The latest ranking of the richest of the rich is out and while the top of the Forbes 400 list is dominated by technology, retail, and candy gurus, hedge fund managers are well represented too.
Overall, seven hedge fund managers are ranked among the 50 richest people in America, but it's George Soros, Carl Icahn, and Ray Dalio that stand out among them.
The stock picking prowess of these three hedge fund managers is legendary and each of them boasts a net worth north of $15 billion, so let's take a closer look at what these managers are worth, how they made their money, and what they're investing in nowadays.
No. 1: George Soros -- ranked #16 in America with a net worth of $24.5 billion
Ask any of his peers to make a list of the most influential hedge fund managers of the past forty years and Soros is likely to be atop the list.
A survivor of Germany's occupation of Hungary in World War II, Soros emigrated into England in 1947 to study economics and later landed jobs in financial arbitrage and equity analysis before founding Soros Fund Management in 1970. Over the years, Soros successes are many, but he's probably best known for orchestrating a short trade that is thought to have broken the back of the Bank of England in the early 1990's.
Today, Soros continues to invest in equities and his high turnover investment style means that many of the stocks he owned exiting last quarter won't be in his portfolio this quarter. For that reason, investors need to take his holdings that were reported to regulators at the end of June, including Time Warner Cable (UNKNOWN:TWC.DL), Facebook (NASDAQ:FB), and Adecoagra SA, with a grain of salt.
No. 2: Carl Icahn -- ranked #22 in America with a net worth of $20.5 billion.
Icahn takes a much different approach to investing than Soros. Instead of trading in and out of equities frequently, Icahn buys stock in companies that are itching for change and then acts as an activist convincing management to make shareholder friendly decisions.
A philosophy major and son of two teachers, Icahn began his career by working in a brokerage firm in the early 1960's. In 1968, Icahn formed his own securities firm and some of his most famous investments over the years include his hostile take-over of TWA, a once prominent airline, and a hostile take-over attempt of U.S. Steel.
Currently, Icahn's biggest investments include massive stakes in Apple (NASDAQ:AAPL), CVR Energy, and PayPal, which came to him after he convinced Ebay to spin-off the money transfer service.
No. 3: Ray Dalio -- ranked #29 in America with a net worth of $15.3 billion.

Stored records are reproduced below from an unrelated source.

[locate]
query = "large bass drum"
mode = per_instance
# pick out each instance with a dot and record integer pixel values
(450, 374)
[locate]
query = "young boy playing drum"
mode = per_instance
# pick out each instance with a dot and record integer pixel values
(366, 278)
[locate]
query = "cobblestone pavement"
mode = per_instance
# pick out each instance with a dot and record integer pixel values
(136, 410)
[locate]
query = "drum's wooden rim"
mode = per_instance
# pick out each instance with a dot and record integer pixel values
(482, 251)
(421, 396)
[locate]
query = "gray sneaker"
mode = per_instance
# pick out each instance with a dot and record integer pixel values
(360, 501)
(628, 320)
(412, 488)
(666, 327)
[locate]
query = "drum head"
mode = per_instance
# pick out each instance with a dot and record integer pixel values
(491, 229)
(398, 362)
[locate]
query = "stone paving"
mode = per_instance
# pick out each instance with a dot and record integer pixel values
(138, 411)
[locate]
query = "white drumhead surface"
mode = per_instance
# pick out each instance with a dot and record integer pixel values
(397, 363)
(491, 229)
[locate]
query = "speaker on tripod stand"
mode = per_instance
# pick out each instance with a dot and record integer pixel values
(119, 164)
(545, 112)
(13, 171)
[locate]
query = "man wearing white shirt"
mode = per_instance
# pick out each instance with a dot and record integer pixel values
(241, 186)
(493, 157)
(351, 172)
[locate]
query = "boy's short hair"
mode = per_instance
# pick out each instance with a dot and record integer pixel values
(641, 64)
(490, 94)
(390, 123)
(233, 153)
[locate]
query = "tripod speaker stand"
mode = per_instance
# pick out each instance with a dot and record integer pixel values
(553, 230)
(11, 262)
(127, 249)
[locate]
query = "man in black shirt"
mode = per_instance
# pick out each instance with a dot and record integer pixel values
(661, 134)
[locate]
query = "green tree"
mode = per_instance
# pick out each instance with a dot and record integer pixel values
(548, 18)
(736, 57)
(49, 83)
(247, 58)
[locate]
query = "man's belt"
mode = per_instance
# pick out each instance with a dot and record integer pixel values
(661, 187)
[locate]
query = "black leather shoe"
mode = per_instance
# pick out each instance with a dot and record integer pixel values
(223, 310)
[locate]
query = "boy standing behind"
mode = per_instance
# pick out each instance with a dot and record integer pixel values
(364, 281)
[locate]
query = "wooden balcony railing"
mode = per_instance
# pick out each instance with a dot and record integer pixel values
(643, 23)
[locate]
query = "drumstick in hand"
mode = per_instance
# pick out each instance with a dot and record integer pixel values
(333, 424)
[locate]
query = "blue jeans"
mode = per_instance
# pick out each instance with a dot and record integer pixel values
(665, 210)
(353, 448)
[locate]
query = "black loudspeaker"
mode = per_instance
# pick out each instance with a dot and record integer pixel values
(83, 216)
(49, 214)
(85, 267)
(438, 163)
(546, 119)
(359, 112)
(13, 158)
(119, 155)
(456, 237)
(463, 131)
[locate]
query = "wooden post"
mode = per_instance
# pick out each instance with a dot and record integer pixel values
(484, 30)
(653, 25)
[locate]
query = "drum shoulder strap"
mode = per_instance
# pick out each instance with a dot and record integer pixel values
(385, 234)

The son of a jazz musician, Dalio received an MBA from Harvard before working on the floor of the New York Stock Exchange and later as a commodities and futures trader.
In 1975, Dalio founded Bridgewater Associates, a hedge fund he still manages today and that boasts the distinction of being the biggest hedge fund in the world with an astonishing $150 billion in assets under management.
In June, Bridgewater's top holdings included Apple, Coca-Cola (NYSE:KO) and Suncor Energy, but these investments are part of a massive and diversified portfolio that includes 441 different equities. Therefore, investors looking to mimic Dalio's investments may want to consider buying a major market ETF; especially since Vanguard's International Equity Index Fund is Bridgewater's biggest holding with a value of roughly $4 billion.
Tying it together
These three super-rich hedge fund managers have different investing styles: Soros embraces a high-turnover approach, Icahn runs a concentrated portfolio that gives him access to management, and Dalio will hold stocks for a longer period within a diversified portfolio.
Despite their different approaches, all three hedge fund gurus have enjoyed remarkable success; however, that success hasn't come overnight. In one way or another, all three of these rich hedge fund managers have been involved in the markets since at least the 1960's and that means that each of them has survived plenty of market bumps and bruises along the way. Their survival and, ultimately, their success through the market's inevitable pops and drops is testament to the value of focusing less on today's winners or losers and more on the bigger opportunity that exists in the market over the long-haul.